影響を受ける場所や度合いは、個人によってそれぞれ大きく違いがあります。

海馬回旋遅滞が各番地に与える影響

運動系・感覚系脳番地

苦手になりやすい番地です。運動系では、不器用な子供が多く見られます。その場合、力の加減が上手にできません。

また、運動や外出が嫌いな傾向があります。

感覚系では、感覚過敏や口腔過敏が顕著な例です。皮膚感覚に過敏性や、強いこだわりがある場合や、人との接触を好まない場合には、感情系に問題があることが多いです。

視覚系脳番地

視覚記憶がよくても理解系との連結が不十分だと、状況を読み取るのが苦手になりやすい傾向があります。

文字やパズルなど明示されたものを見て処理するのは得意でも、場の雰囲気や文脈などの明示されていない情報を見て読み取ることは苦手な傾向があります。

視覚系が苦手だと、模倣が苦手、字が汚い、不慣れな場所が苦手な傾向があります。

聴覚系脳番地

影響を受けやすい番地です。聴覚系が苦手なことによって、危険な場面に遭遇したりする不注意な性格になりやすい傾向があります。

まだ読み書きができていない幼児期では、言語発達が遅れやすくなります。

声の調節が苦手になり、声が大きすぎたり、小さすぎたりします。

聴覚過敏になったりします。

記憶系脳番地

海馬回旋遅滞が起こる場所であり、感情系と並んで発達障害の95%に発達に遅れが出やすい番地です。

興味のあること、理解していること、情動を伴う体験、繰り返した体験などが優先的に記憶されます。

記憶系の役割には、人の名前や言葉を覚える言語性記憶と、人の顔や場面などの非言語性記憶、地理記憶があります。

過去・現在の情報・未来の展望にも大いに関係します。そのため、先の見通しや、時間感覚にも関係しています。

それらが、覚えられなかったり、逆に覚えすぎてしまったり、時間にルーズだったり、時間にこだわったり両極端になります。

その他は、海馬の項目にある通りです。

理解系脳番地

影響を受けやすい番地です。

右脳・・・図形認知・視覚で取り入れた情報の理解・空間や体感の把握・俯瞰したものの見方や全体像の把握

左脳・・・見聞きした言葉の理解・文字の習得・言葉の概念や定義

知的障害や言語発達遅延がある場合は、左脳より右脳の方が育っています。言語の理解が育たず、右脳を追い越さないままになっているケースが多いので、体験的な理解がメインになります。

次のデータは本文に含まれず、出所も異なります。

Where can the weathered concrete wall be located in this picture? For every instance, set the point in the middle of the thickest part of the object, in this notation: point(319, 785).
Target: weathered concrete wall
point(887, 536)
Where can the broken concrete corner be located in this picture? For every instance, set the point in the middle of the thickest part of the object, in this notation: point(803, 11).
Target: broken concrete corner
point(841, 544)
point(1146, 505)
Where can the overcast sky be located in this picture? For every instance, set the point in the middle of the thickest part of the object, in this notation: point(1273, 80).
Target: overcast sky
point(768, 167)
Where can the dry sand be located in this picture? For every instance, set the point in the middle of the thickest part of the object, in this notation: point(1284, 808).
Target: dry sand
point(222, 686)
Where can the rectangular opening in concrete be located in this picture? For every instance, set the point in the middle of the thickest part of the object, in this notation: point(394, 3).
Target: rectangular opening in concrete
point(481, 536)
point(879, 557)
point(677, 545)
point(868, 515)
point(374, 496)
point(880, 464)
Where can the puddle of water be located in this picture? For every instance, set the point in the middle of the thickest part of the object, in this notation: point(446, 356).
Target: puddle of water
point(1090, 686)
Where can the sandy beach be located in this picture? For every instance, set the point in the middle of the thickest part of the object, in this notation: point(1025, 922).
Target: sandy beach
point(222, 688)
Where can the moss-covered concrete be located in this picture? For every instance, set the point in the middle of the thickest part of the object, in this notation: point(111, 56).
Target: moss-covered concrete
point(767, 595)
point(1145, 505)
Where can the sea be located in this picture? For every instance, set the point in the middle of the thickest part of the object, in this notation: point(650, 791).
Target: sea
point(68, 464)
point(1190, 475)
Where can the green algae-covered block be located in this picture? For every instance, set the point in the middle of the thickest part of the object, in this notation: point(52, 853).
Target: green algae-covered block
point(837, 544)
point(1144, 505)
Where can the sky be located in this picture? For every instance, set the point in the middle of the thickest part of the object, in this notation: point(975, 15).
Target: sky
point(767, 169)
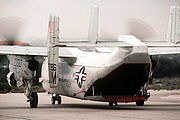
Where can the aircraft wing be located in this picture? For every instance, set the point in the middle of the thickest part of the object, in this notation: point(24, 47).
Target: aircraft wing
point(32, 51)
point(162, 47)
point(154, 48)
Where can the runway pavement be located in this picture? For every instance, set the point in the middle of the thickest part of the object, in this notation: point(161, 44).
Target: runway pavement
point(163, 105)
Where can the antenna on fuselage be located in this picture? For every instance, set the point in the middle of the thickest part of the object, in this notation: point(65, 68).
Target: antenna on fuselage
point(93, 24)
point(53, 50)
point(173, 34)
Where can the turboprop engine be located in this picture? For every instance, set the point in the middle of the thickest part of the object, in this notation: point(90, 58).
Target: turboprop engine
point(21, 68)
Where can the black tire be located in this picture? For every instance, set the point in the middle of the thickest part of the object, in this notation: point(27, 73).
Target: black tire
point(53, 99)
point(59, 99)
point(139, 103)
point(34, 101)
point(110, 104)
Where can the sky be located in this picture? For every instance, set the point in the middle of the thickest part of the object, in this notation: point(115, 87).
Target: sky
point(143, 18)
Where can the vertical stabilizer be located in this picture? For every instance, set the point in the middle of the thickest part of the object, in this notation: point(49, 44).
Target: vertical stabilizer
point(53, 49)
point(173, 34)
point(93, 24)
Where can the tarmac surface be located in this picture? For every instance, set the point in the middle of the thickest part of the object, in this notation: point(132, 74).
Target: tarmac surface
point(162, 105)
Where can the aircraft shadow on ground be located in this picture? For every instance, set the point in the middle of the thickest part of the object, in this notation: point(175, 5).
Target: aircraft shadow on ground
point(153, 107)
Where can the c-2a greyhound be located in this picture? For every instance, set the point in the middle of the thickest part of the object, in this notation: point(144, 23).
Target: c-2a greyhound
point(99, 70)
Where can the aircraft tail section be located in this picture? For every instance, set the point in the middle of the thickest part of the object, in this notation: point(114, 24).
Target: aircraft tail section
point(53, 50)
point(93, 24)
point(173, 34)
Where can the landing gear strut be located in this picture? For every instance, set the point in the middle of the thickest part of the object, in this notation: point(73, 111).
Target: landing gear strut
point(142, 92)
point(111, 104)
point(31, 96)
point(34, 100)
point(56, 98)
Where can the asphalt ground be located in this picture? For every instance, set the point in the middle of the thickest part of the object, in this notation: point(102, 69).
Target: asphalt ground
point(162, 105)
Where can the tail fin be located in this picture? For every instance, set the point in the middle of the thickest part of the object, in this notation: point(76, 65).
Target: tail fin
point(93, 25)
point(173, 34)
point(53, 50)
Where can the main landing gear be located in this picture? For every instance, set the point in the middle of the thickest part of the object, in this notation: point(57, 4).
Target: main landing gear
point(31, 96)
point(113, 103)
point(142, 92)
point(56, 98)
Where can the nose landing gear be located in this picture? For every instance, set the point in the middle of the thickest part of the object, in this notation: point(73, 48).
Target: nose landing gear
point(56, 98)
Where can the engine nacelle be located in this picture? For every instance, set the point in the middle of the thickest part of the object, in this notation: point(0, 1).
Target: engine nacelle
point(11, 80)
point(33, 65)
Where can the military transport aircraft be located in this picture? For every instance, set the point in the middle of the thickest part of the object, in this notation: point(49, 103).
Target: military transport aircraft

軽度発達障害では、左脳の理解系がより育っています。右脳が育っていないと、勉強ができても状況把握や空間認知が苦手になります。

伝達系脳番地

影響が目立つ場合と、少ない場合に分かれます。目立つ場合は、人の真似がしにくい特徴があります。

重度・・・発語がでにくい

軽度・・・短期記憶やワーキングメモリが不得手になります。

自閉性がある場合は、発語が無かったり乏しかったりします。

かん黙の場合でも、脳内言語を持っているかどうか、短期記憶が可能かどうかなどによって、伝達系の発達が左右されます。

感情系番地

記憶系番地と並んで高頻度に発達が遅れます

共感すること、相手の気持ちを察すること、自分の気持ちに気付くこと、場の空気を読むことなどが苦手です。

感情のインプットだけでなく、アウトプットも弱く、泣かなかったり、顔の表情が乏しかったり、ガッツポーズなどの表現が控えめ、何に対しても興味が沸きにくいといった傾向があります。

その他は、扁桃体の項目にある通りです。

思考系番地

最も影響を受けにくい番地です。よく育っている場合がほとんどです。

自分のやりたい事や嫌な事を自己主張するのも、興味があることに没頭出来るのも思考系の働きです。

しかし、知覚や理解系が未熟で、思考系が早熟な場合は過度に自己主張が強くなります。

理解系と思考系の乖離(育ち方が離れすぎている)が大きくなると、反抗性のある二次障害に

なりやすいと考えられています。